My situation
I am writing a paper presenting a software module I developed and I want to compare its runtime to other modules for the same task. I am aware of the drawbacks of runtime experiments, but please assume as given that there is no way around it in my case. (I can and do deduce some properties theoretically, but it doesn’t suffice for everything.)
The specific scenarios I want to use for benchmarking have two parameters: the complexity $n$ of the problem and a random seed $r$ which determines the detailed problem. Mainly I want to show the dependence on $n$. Going by preliminary investigations and theory, the influence of $r$ on the runtime is minor or negligible.

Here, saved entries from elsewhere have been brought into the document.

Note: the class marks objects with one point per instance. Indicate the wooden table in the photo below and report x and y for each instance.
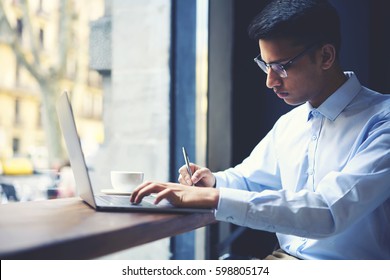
(69, 229)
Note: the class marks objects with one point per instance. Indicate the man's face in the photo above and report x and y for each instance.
(304, 81)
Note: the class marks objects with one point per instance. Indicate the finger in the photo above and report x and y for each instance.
(181, 180)
(200, 174)
(185, 177)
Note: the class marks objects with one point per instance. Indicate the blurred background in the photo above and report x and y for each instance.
(145, 78)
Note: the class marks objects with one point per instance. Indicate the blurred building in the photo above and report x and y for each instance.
(21, 126)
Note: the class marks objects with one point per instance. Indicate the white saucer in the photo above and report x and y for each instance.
(115, 192)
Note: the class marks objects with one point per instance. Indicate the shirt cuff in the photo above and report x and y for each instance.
(232, 206)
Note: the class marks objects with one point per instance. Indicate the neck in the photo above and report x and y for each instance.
(334, 78)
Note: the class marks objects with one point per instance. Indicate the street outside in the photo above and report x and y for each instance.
(32, 187)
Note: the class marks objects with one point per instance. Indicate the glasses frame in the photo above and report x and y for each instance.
(281, 68)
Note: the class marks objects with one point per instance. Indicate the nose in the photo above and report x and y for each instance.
(273, 79)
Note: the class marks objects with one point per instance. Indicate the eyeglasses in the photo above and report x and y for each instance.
(279, 68)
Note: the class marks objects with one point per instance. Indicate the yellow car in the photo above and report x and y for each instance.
(17, 166)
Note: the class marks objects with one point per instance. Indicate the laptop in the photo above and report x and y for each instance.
(102, 202)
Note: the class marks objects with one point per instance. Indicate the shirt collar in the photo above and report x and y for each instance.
(332, 107)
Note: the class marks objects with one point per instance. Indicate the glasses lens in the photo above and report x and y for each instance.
(262, 65)
(279, 69)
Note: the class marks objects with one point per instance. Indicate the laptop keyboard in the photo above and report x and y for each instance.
(123, 201)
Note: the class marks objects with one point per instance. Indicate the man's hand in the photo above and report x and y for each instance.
(177, 194)
(201, 176)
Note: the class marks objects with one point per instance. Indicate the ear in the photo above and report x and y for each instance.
(328, 56)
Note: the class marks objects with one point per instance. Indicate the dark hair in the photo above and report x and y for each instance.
(303, 21)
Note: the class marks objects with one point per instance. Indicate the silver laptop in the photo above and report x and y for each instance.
(83, 181)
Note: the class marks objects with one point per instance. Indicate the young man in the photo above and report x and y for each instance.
(320, 178)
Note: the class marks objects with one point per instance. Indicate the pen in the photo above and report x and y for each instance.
(187, 161)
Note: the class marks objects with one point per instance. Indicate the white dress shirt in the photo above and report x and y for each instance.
(320, 179)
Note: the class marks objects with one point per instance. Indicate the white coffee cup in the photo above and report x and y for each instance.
(126, 181)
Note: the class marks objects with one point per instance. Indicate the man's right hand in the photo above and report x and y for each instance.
(201, 176)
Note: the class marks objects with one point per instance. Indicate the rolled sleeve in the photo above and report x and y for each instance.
(232, 206)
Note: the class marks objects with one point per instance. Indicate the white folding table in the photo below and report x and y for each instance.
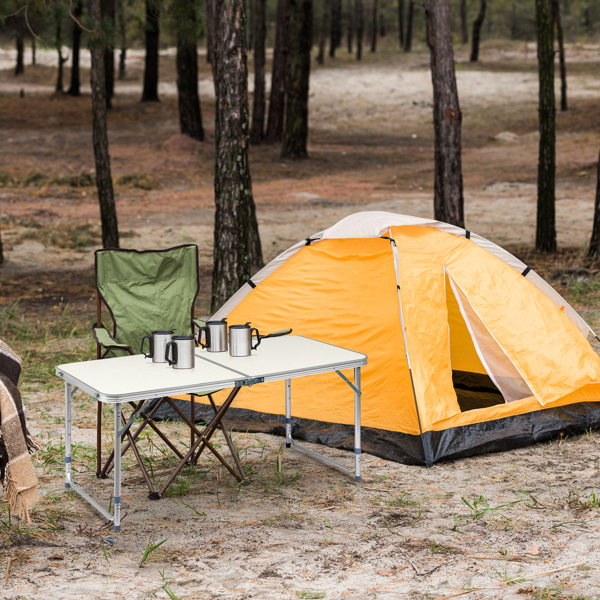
(133, 378)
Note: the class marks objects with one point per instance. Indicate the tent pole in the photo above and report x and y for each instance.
(412, 383)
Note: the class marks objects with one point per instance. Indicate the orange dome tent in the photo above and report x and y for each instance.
(469, 350)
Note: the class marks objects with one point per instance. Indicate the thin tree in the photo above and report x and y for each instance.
(545, 239)
(107, 8)
(409, 26)
(359, 28)
(257, 132)
(561, 53)
(19, 34)
(150, 92)
(349, 26)
(58, 40)
(106, 195)
(401, 23)
(447, 118)
(324, 30)
(188, 100)
(122, 38)
(297, 80)
(477, 31)
(594, 249)
(236, 242)
(464, 29)
(75, 87)
(277, 100)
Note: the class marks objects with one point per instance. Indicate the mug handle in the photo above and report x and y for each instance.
(173, 352)
(206, 337)
(150, 343)
(257, 338)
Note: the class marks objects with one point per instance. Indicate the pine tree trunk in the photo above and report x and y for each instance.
(401, 23)
(545, 240)
(477, 32)
(106, 196)
(359, 28)
(236, 242)
(190, 115)
(297, 81)
(150, 93)
(108, 13)
(409, 24)
(257, 133)
(464, 29)
(19, 33)
(350, 26)
(561, 53)
(122, 39)
(75, 87)
(594, 249)
(324, 31)
(277, 99)
(447, 118)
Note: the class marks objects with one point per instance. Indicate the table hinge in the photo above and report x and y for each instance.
(249, 382)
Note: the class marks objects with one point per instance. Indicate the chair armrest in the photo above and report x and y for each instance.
(103, 337)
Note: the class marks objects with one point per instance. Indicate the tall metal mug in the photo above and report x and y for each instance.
(182, 352)
(157, 344)
(215, 336)
(240, 339)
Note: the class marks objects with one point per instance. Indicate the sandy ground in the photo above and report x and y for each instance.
(303, 531)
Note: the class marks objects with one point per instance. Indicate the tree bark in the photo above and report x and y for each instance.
(324, 30)
(19, 34)
(561, 53)
(359, 28)
(75, 87)
(477, 31)
(107, 8)
(545, 240)
(106, 196)
(335, 10)
(297, 81)
(236, 243)
(409, 24)
(401, 23)
(350, 26)
(464, 29)
(594, 249)
(122, 38)
(150, 93)
(190, 115)
(447, 118)
(280, 54)
(257, 133)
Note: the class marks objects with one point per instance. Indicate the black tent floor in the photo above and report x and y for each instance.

A single task takes at most ten minutes to complete.
Actual question
I am looking for some commonly accepted or published procedure on performing such experiments or at least a list of common pitfalls (ideally published).
What I found so far
Nothing. Internet searches turn up all sorts of unrelated results, but then I may not be using the right terminology. Including the keyword minimum, which I know to be a good standard (see below), didn’t help either.
How I would do it
Run all experiments on the same machine with potentially interfering software such as a GUI disabled as far as possible.
Subject all modules to the same selection of scenarios, i.e., the same $n$ and $r$.
For each scenario, test the different modules directly after each other in random order. With other words, the loop over the different modules is the innermost one. This should avoid bias on the different modules due to slow fluctuations of the machine’s performance (e.g., due to temperature changes). The random order should avoid bias through such effects as caching or one module always being tested after the same one.
For each $n$, take the minimum runtime over several scenarios with different seeds as the benchmark. This should avoid bias on the different modules due to short-time fluctuations of the machine’s performance that make individual runs exceptionally bad.